I love to cook.  Good food, sweet treats and fresh bread  The staples and comfort foods for my family give me pleasure.  Not everybody feels that way and I respect that lack of desire to cook, especially when it comes time for the cleanup after a particularly involved meal.

 Cooking is something that speaks of home.  No matter where you originated from, what religion you practice or don't practice, you probably learned to cook from a relative.  Our family teaches us their traditions beginning in the kitchen.  The holiday baking, the seasonal foods of passage, the splurges or economizing of the household.  They are our culture, our history and our pride.  My parents both cook and have shared their history with me through food as my husband and I do now with our children.  They taught me that cooking saves money, is healthier and if done with forethought, can save time. 

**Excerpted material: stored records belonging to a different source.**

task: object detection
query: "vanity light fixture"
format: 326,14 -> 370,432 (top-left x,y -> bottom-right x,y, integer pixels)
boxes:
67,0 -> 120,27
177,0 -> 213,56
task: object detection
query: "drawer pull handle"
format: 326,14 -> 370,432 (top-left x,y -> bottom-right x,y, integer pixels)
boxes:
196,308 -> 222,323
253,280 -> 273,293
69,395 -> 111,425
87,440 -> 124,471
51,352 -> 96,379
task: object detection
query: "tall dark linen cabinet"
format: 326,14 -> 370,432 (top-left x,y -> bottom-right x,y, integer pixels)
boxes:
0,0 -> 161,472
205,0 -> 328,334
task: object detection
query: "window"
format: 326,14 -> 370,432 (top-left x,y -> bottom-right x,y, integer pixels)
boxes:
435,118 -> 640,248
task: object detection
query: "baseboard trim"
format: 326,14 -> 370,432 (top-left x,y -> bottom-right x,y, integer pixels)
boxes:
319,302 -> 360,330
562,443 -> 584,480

There is one thing they never told me.  Something your family probably withheld also.  Cooking creates smugness.  Think about it awhile.  Do you remember a glint in your grandmother's eye, a self-satisfied smirk on your father's lips, a sly smile as your mother accepted your effusive complements on your favorite dish made just for you?  Ahhh, you see it now, smugness!  Of course, being well brought up they would never admit to such a rude and base emotion.  But I experienced it again today.

It happened just ten minutes after I walked into the door.  In that short amount of time I had gotten the meat cooking for New Orleans Po Boys and the dough mixed and rising for my Baguettes.  Both of these are easy but time intensive dishes that come together for a hearty and satisfying meal that my family loves.  Twenty years ago it would have taken much longer to get to that stage in the process and there would have been flour over half the kitchen and on me.  Not anymore.  I am not a novice, scared cook.  I am a confident mom who knows where everything in my kitchen is and just how much I have of all my ingredients.  After the dough went into the bowl to rise on my dryer (thanks Annamarie) I caught myself smirking.  Smugness just oozed out of my pores knowing that this meal, although not done, will come together looking much more difficult than it was and with happy recipients.  In just ten minutes I had accomplished an everyday miracle.  Me, an ordinary stay-at-home mom, the miracle worker.  Smugness, yet another reason to cook.